Third, take regulatory action to enable more efficient transfers of power between grid regions in the Eastern half of the U.S. Requiring optimization of existing interties, the points at which the regional power markets connect, would save businesses
millions annually on their power bills. Regional market monitors in New England, New York, and the Mid-Atlantic have recommended such reforms for about two decades. Optimizing interties and available transmission in the West collectively saved consumers more than $4 billion from 2014 to 2023, while similar optimization in the East could provide approximately $50-60 million annually in additional value.
Finally, lean into the bipartisan goals to increase energy security and domestic manufacturing. The President and Congress have an opportunity to work together to encourage and incentivize the development of more American-made electric transformers and the components for high-voltage lines that are needed to efficiently deliver power long distances. This issue is particularly salient as America’s economic competitors in China and the European Union continue to buy up the global supply of key technologies to modernize grid infrastructure.
History also serves as a guide on what happens when nations neglect to make investments in infrastructure advancements at critical junctures. For example, in the early 1800s, the Hapsburg Empire feared the potential creative destruction of market forces enabled by the Industrial Revolution. Francis I, the first Emperor of Austria, wanted to lock in the status quo to protect existing elites and thus blocked the construction of railways.

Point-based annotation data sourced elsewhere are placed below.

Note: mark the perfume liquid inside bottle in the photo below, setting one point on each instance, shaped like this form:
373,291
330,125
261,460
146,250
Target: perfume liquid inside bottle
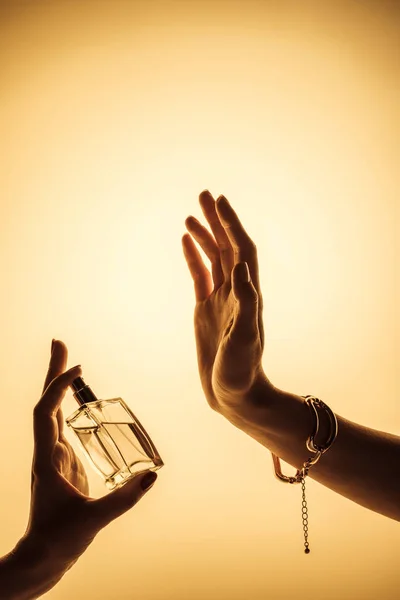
114,440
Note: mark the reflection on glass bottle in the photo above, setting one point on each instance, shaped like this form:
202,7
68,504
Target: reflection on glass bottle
112,437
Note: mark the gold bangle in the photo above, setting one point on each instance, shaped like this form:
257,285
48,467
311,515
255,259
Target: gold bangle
319,449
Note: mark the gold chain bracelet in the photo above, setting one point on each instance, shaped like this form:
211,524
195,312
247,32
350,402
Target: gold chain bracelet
318,449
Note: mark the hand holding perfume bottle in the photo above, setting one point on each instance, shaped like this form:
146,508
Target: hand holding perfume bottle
63,519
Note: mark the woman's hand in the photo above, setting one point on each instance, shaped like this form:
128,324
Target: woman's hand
228,314
63,520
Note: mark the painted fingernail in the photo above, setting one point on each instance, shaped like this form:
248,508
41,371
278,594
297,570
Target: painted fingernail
243,272
148,480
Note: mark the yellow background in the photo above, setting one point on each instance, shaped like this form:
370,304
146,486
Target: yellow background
114,116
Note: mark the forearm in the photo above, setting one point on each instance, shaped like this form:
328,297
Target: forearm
362,464
28,572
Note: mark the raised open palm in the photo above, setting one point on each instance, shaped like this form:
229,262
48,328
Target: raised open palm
228,314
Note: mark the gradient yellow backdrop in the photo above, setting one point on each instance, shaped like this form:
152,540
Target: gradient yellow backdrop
114,116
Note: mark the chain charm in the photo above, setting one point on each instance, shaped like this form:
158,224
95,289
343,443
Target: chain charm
304,514
318,449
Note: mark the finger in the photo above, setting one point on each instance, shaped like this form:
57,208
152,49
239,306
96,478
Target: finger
210,248
243,350
45,425
199,272
58,362
244,248
122,499
208,207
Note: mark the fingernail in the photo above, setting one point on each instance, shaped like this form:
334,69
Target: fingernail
148,480
243,272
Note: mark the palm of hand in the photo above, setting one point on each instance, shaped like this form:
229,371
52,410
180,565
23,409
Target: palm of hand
228,320
213,320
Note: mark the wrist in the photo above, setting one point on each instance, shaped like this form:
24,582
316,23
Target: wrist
279,420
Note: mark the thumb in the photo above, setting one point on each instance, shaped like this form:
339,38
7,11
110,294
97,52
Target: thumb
122,499
245,325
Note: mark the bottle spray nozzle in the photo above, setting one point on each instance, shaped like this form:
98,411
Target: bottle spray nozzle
82,392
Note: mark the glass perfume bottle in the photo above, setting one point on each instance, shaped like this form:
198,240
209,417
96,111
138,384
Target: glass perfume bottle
116,443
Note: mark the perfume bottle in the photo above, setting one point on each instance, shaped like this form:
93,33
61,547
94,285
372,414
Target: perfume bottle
112,437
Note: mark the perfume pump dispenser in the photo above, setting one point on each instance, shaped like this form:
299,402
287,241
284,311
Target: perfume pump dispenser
112,437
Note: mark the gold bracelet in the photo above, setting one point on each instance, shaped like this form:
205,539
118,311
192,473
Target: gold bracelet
319,449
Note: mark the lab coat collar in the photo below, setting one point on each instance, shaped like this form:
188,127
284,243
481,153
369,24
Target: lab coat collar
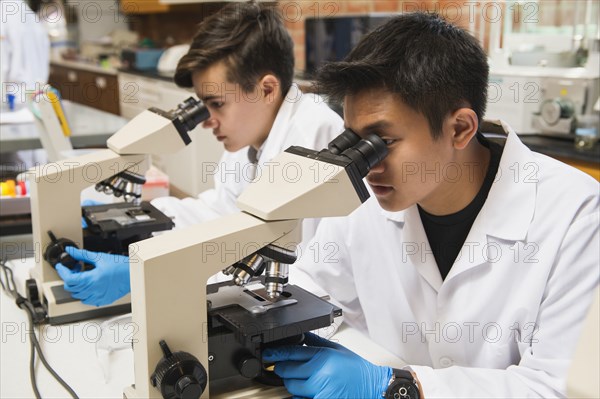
280,126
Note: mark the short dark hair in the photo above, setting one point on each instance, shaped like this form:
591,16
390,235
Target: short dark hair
250,38
433,66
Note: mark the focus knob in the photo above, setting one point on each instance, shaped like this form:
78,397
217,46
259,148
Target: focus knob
249,367
179,375
188,387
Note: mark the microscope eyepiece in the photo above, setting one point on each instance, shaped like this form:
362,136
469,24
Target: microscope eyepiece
342,142
191,113
367,153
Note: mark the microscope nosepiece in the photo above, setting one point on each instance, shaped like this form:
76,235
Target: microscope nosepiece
276,278
247,268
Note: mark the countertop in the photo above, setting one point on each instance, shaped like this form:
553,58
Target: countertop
558,147
90,127
151,74
82,65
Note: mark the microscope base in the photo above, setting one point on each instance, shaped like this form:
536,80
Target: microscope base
62,308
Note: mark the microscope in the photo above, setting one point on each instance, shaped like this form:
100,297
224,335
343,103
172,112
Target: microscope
199,341
56,211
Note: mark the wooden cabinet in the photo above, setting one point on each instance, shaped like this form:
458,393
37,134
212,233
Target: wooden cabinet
95,89
143,6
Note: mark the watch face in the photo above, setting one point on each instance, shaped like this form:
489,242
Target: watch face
402,389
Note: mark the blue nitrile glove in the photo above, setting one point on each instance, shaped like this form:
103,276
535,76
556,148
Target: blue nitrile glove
325,369
88,203
104,284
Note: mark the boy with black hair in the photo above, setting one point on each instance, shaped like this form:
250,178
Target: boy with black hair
475,262
241,65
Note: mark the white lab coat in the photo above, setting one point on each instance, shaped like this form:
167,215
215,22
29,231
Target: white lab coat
24,50
505,321
303,120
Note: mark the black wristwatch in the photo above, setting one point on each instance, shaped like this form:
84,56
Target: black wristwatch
402,386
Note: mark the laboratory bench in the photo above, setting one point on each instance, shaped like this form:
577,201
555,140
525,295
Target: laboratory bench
86,83
95,356
90,127
563,149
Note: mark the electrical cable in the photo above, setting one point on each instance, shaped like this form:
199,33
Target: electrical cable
9,286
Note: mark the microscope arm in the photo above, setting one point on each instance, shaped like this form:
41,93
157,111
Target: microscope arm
168,280
55,197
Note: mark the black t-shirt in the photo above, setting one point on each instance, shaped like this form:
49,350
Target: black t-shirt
447,234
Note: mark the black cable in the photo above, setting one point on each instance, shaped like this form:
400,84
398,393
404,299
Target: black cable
26,305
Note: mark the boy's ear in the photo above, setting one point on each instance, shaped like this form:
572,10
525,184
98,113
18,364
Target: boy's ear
463,123
270,87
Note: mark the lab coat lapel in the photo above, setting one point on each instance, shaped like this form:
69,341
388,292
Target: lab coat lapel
507,212
416,248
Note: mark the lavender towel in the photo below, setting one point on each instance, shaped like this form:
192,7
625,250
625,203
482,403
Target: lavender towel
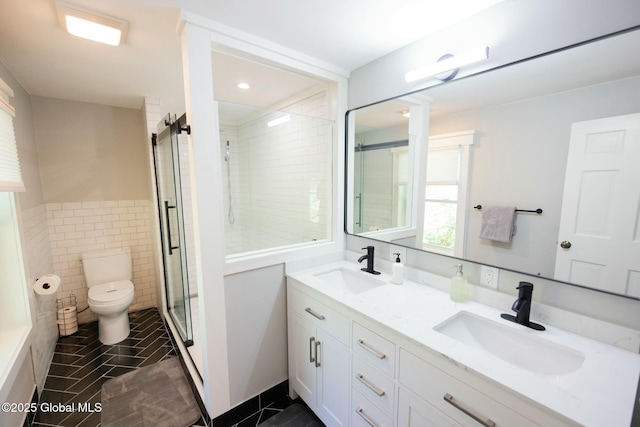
498,223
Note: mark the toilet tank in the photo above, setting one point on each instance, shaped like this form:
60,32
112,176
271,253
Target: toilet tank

Since the government would not grant a concession to build a steam railway, the first built in the empire had to use horsedrawn carriages. Design choices necessary to accommodate the carriages subsequently made it impossible to convert the route to enable steam engines — delaying decades of economic progress before steam engines were implemented in the 1860s, after a revolution. In short, efforts to protect outdated interests from new technologies cemented dated infrastructure as other nations raced ahead. It was one of many costly mistakes the Hapsburgs never recovered from.
While the U.S. is, of course, not a monarchy, similar perverse incentives exist here today. Recent studies demonstrate that significant new interregional transmission is needed to grow the American economy and ensure reliable power service — yet it’s not getting built.
Our new national leaders have the chance to change that dynamic and build an economic success story. There are 1.3 million jobs possible from enabling the completion of just 36 high-capacity transmission projects that are “shovel ready” today.
Let’s build on the infrastructure lessons learned from Monroe, Lincoln, and Eisenhower and have this page in America’s history books similarly prosperous. Stronger grid infrastructure powered by our most affordable, reliable, and clean technologies will benefit us all.
KEVIN O’ROURKE is SVP, development and public affairs, at ACORE.